Information Value and Weight of Evidence Analysis
Information Value analysis is a data exploration technique that helps determine which columns in a data set have predictive power or influence on the value of a specified dependent variable.
See Information Value operator for more information.
Information value analysis is a popular tool for banks, for example, providing a set of variables that help determine which credit card customers are most likely to default. The Information Value operator defines IV and WOE as follows:
- IV - A numerical value that quantifies the predictive power of an independent continuous variable x in capturing the binary dependent variable y. IV is helpful for reducing the number of variables as an initial step in preparing for Logistic Regression, especially when there are a large amount of potential variables. IV is based on an analysis of each individual independent variable in turn without considering other predictor variables.

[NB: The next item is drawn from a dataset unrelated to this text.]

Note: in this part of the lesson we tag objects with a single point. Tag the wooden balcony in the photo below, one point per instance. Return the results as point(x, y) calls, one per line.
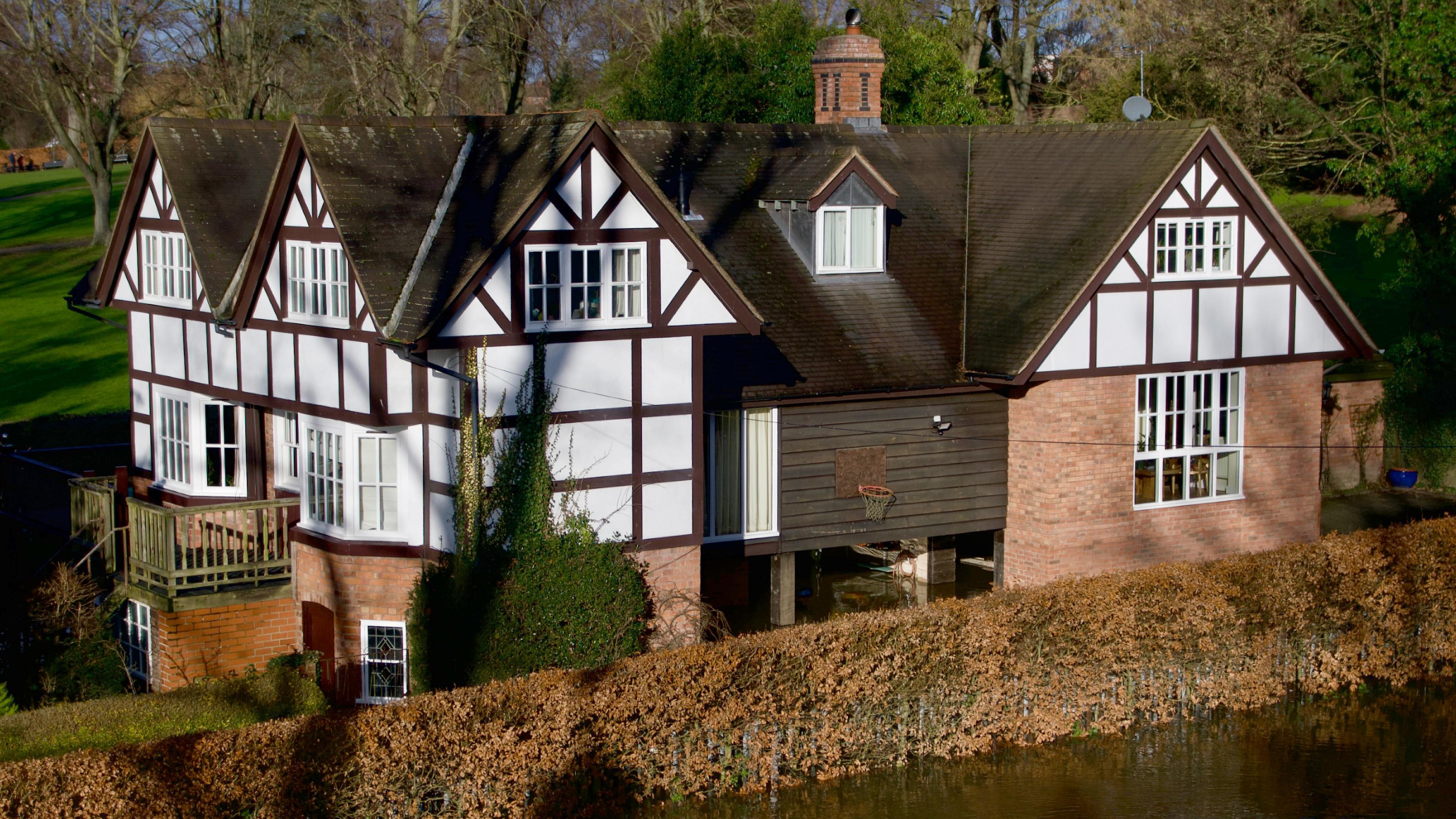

- WOE - Closely related to the IV value, WOE measures the strength of each grouped attribute in predicting the desired value of the Dependent Variable.
The following table provides a standard rule of thumb for using the Information Value to understand the predictive power of each variable.
Information Value | Predictive Power |
---|---|
< 0.02 | Useless |
0.02 - 0.1 | Weak |
0.1 - 0.3 | Medium |
0.3 - 0.5 | Strong |
> 0.5 | Suspiciously good; too good to be true |
Typically, variables with medium and strong predictive powers are selected for model development. However, some schools of thought would advocate just the variables with medium IVs for a broad based model development.
In the above example, the times 90 days late, times 30 days late over 2 years, age, number of dependents, and education level of each person was assessed to see how predictive of paying late on a loan that variable was. Using the suggested results assessment chart above, number of times 30 days late over 2 years is a medium predictor (IV=0.13231212) of whether the person would pay late on a loan in the future.